Степан Разин рассказывает солдатам о своей участи после смерти

 

— Давненько, — а как давненько, признаться, не умею сказать, запамятовал, — довелось мне разговаривать, вот этак, как теперича с вами, довелось, говорю, разговаривать с одним отставным солдатиком, и он рассказывал мне вот какие вещи. Служил он, этот солдатик, на своем веку в матросах и был, на безвестных кораблях. А знаете ли вы, что такое «безвестные» корабли? — спросил слепой слушателей.

Ответ был отрицательный. Каждый из казачат, разумеется, имел общее понятие о корабле, но без всяких прилагательных, а просто как о судне, на котором плавают по водам. Но что такое «безвестный» корабль, — вот это было для каждого из них новостью. Слепой пустился объяснять.

— «Безвестный» корабль значит… — начал было старик, но объяснение его не ладилось: на слове «значит» старик запнулся; за словом этим другого, разумеется, самого главного, не последовало.

Слепой стал в затруднение, чего с ним почти никогда не бывало; рассердился слепой, не зная или не умея в коротких словах объяснить значение «безвестного» корабля, на что вызвался сам. Почмокав тубами или, как говорится, «помузюкав» немного и потерев по лбу кулаком, старик сообразил мысли и сызнова приступил к объяснению.

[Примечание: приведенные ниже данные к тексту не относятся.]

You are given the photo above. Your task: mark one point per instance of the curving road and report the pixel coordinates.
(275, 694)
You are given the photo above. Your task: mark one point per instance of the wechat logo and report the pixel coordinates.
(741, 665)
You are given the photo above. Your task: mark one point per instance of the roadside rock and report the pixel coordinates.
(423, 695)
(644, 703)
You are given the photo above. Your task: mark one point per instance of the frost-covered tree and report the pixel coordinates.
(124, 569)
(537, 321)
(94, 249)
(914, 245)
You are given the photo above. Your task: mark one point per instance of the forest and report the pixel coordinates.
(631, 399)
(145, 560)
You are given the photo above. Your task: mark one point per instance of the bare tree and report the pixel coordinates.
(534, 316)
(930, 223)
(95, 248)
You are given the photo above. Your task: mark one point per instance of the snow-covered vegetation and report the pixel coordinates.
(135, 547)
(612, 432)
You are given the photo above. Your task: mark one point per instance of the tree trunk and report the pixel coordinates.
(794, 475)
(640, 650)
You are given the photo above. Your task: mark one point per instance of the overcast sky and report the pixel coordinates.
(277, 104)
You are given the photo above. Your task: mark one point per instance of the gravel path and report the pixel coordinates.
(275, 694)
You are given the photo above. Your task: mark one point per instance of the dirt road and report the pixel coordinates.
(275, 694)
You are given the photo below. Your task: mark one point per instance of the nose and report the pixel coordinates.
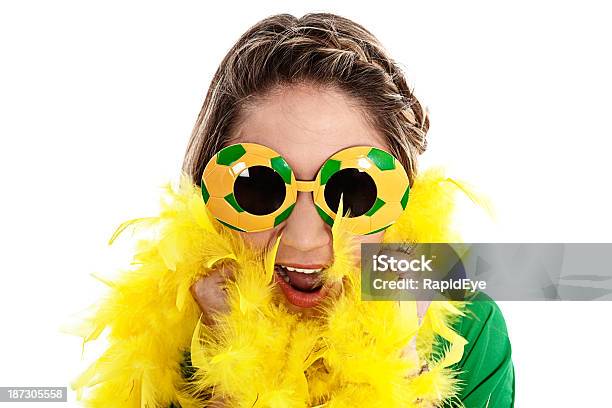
(305, 230)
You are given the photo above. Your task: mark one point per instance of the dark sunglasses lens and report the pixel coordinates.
(259, 190)
(357, 188)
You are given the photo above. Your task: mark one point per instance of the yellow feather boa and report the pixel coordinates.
(259, 354)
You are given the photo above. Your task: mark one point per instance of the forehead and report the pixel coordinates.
(306, 124)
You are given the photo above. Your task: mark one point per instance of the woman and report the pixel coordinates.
(291, 104)
(308, 88)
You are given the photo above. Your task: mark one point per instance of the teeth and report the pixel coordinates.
(302, 270)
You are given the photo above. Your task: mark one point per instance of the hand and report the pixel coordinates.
(210, 292)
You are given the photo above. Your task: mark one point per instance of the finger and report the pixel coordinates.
(209, 294)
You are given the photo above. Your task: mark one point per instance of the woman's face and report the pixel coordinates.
(306, 124)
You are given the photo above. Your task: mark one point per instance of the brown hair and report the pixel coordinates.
(322, 48)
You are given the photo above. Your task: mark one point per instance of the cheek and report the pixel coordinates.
(258, 240)
(368, 239)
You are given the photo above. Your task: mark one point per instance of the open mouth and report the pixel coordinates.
(303, 287)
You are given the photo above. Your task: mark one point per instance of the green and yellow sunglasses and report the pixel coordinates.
(250, 187)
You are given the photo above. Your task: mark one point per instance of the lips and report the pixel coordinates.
(302, 285)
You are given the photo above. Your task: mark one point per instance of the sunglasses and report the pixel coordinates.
(250, 187)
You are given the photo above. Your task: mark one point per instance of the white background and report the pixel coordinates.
(97, 101)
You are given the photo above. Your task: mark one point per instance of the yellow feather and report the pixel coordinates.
(259, 353)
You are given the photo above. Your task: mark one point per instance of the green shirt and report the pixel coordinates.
(486, 370)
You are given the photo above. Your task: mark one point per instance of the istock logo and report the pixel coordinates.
(384, 263)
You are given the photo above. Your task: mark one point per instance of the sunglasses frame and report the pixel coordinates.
(222, 170)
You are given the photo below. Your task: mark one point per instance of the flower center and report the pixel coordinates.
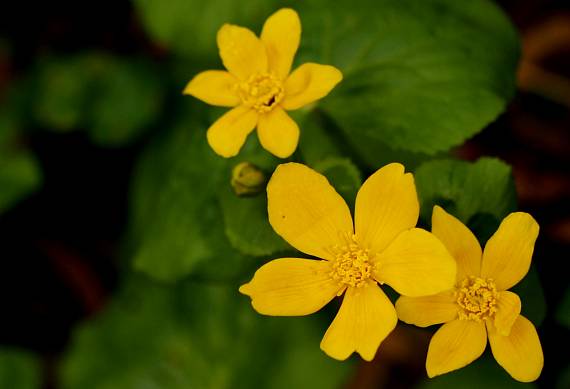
(261, 91)
(351, 265)
(477, 298)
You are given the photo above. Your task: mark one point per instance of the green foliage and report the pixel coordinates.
(176, 223)
(563, 311)
(465, 189)
(343, 176)
(114, 99)
(189, 27)
(482, 373)
(247, 225)
(418, 76)
(20, 173)
(19, 369)
(196, 336)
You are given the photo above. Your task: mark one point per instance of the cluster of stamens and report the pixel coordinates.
(351, 266)
(261, 91)
(477, 298)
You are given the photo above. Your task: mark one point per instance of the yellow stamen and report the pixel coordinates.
(351, 266)
(477, 298)
(261, 91)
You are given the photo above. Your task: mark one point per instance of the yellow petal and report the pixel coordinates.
(386, 205)
(306, 211)
(508, 309)
(309, 82)
(427, 310)
(459, 241)
(227, 135)
(278, 133)
(365, 318)
(520, 353)
(281, 34)
(415, 264)
(507, 254)
(455, 345)
(215, 87)
(291, 287)
(242, 53)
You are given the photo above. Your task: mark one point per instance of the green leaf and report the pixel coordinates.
(20, 176)
(247, 226)
(19, 369)
(466, 189)
(176, 223)
(114, 99)
(196, 336)
(127, 99)
(343, 175)
(421, 76)
(189, 27)
(61, 93)
(563, 311)
(482, 373)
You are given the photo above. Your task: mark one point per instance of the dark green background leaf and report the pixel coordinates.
(196, 336)
(421, 76)
(466, 189)
(19, 369)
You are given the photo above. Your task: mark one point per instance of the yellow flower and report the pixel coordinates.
(382, 246)
(480, 306)
(259, 86)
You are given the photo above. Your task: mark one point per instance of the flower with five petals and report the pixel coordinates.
(382, 246)
(480, 307)
(258, 86)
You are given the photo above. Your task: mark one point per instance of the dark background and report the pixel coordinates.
(60, 246)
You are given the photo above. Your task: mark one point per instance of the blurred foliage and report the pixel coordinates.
(114, 99)
(20, 173)
(19, 369)
(194, 335)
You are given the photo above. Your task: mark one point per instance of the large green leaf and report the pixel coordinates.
(176, 222)
(196, 336)
(19, 369)
(189, 27)
(467, 189)
(114, 99)
(421, 76)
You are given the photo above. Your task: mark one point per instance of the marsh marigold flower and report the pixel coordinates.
(259, 87)
(480, 307)
(382, 246)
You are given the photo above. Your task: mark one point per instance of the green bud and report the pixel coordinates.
(248, 179)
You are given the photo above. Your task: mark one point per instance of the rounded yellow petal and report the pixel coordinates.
(281, 34)
(364, 320)
(242, 53)
(309, 82)
(306, 211)
(215, 87)
(455, 345)
(291, 287)
(459, 241)
(386, 205)
(520, 353)
(507, 254)
(278, 133)
(427, 310)
(416, 264)
(227, 135)
(508, 309)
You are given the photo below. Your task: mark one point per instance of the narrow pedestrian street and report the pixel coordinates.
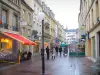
(59, 66)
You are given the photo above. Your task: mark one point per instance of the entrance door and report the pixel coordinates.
(94, 55)
(89, 47)
(99, 43)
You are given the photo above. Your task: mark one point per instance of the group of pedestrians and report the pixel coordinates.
(54, 52)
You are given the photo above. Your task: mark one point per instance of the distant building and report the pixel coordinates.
(71, 36)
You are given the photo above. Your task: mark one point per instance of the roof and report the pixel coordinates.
(71, 30)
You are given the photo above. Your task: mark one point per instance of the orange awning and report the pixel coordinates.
(20, 38)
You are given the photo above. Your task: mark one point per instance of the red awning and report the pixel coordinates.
(20, 38)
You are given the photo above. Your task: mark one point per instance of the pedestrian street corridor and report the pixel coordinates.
(58, 66)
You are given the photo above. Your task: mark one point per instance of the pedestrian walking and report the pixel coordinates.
(53, 53)
(60, 50)
(56, 48)
(47, 52)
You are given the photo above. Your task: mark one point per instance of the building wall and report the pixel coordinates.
(11, 10)
(71, 36)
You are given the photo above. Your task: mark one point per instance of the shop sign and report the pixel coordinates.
(0, 21)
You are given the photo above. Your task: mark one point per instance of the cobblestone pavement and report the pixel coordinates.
(59, 66)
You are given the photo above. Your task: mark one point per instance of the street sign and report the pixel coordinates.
(0, 21)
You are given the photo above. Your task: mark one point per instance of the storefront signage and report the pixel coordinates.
(5, 40)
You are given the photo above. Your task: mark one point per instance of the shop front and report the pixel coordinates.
(11, 46)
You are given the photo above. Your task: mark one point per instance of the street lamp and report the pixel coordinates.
(41, 18)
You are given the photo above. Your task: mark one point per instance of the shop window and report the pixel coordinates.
(4, 18)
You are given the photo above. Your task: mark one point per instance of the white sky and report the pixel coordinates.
(66, 11)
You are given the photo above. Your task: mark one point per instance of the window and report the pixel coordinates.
(23, 31)
(92, 18)
(23, 11)
(97, 9)
(29, 17)
(28, 32)
(4, 16)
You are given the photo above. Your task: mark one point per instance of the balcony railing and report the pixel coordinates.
(15, 28)
(5, 26)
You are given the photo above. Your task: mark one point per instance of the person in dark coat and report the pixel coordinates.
(47, 51)
(56, 48)
(60, 50)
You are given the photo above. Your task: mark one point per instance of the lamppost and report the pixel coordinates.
(41, 18)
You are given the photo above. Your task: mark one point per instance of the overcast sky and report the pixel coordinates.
(66, 11)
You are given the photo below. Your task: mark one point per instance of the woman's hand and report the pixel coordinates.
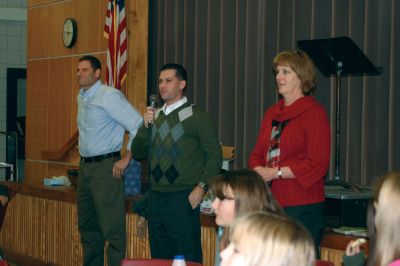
(141, 227)
(353, 247)
(266, 173)
(149, 116)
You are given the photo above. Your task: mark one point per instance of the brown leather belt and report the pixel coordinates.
(101, 157)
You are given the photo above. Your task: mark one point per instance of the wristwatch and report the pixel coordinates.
(279, 172)
(204, 186)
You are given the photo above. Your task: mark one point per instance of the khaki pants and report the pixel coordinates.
(101, 213)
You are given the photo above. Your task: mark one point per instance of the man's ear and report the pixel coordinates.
(97, 73)
(182, 84)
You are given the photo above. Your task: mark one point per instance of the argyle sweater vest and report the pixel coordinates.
(177, 155)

— «Безвестный» корабль — значит вот какая штука, — сказал слепой. — Теперича, к примеру сказать, проштрафится какой ни на есть из набольших: со всяким грех случается… Сослать такого гуся сиволапчатого в ссылку, примерно туда, где солнца не видать, иль-бо смертию казнить, жалко: сердце-то не камень. Вот и велят до поры до времени посадить его, голубчика, в сибирку. «Посиди-ка там, — скажут доброму молодцу, — так и узнаешь кузькину мать». Приспокоят этого, а там, глядишь, еще какой-нибудь гусь голландский свихнется с пути истинного, позарится, примерно сказать, на царскую казну, да и запустит грабли-то глубоконько, индо не вытащить… Ну, и этого лакомку туда же, в сибирку, чтобы этак, знаете, отбить у него охоту лазить в неположенное место… Наберется таких молодчиков не один, не два, а многонько-таки. Знамо, кормить их даром убыточно. Вот и велят посадить их на корабль, — для этого и корабли особые имеются, старые, что выслужили срок, — да и выпустить
в «киянь-море». «Ступайте-ка, голубчики, на все четыре стороны, — скажут им, — вы нам не нужны». А у киянь-моря и берегов-то нет: киянь-море, знаете, на кит-рыбе стоит. Поплавай-ка по киянь-морю, спокаисся, другу-недругу закажешь сосать невинну кровь… И простых солдат посадят на этот корабль, чтобы было кому работать на нем; без людей, знамо, с лодкой не справишься, не токма что с такой махиной, как корабль... Солдат тоже берут больше из проштрафленных, примерно из острога иль бо из ристанских рот, значит, вместо пропажи. Ну, конешно, не все штрафованных, сажают и хороших, нештрафованных солдат, примерно музуриков, то-ись матросиков, которые по компасу понимают. Там какие ни на есть будь мудреные люди, а уж без компаса соваться в море не моги: заблудисся и в первый же день пропадешь. Этих, бедненьких, то-ись музуриков, по жребию посылают, кому уж такой выпадет. Дадут всему «кипажу», то-ись всем людям на корабле, — они все сообча зовутся «кипажем», так мне матросик сказывал, — дадут всему «кипажу» провизии на год, а раньше пяти годов вертаться домой, не велят. Если найдешь в киянь-море чем питаться, питайся на доброе здоровье; не найдёшь — умирай, а раньше пяти годов все-таки на Русь не вертайся, так уж искони бе узаконено, говорят, Петром Первым, что бороды велел брить! Если вернесся раньше, все едино, что в море пропал: смертию казнят, аль-бо живого в столб закладут, — и на это есть закон. В старые годы таких кораблей в киянь-море много выпускали, и почитай все они пропадали без вести. Разве-разве, что из десяти один, за чьи-нибудь молитвы, вернется, а то все сплошь пропадали: от этого и называются корабли безвестными, что без вести пропадают.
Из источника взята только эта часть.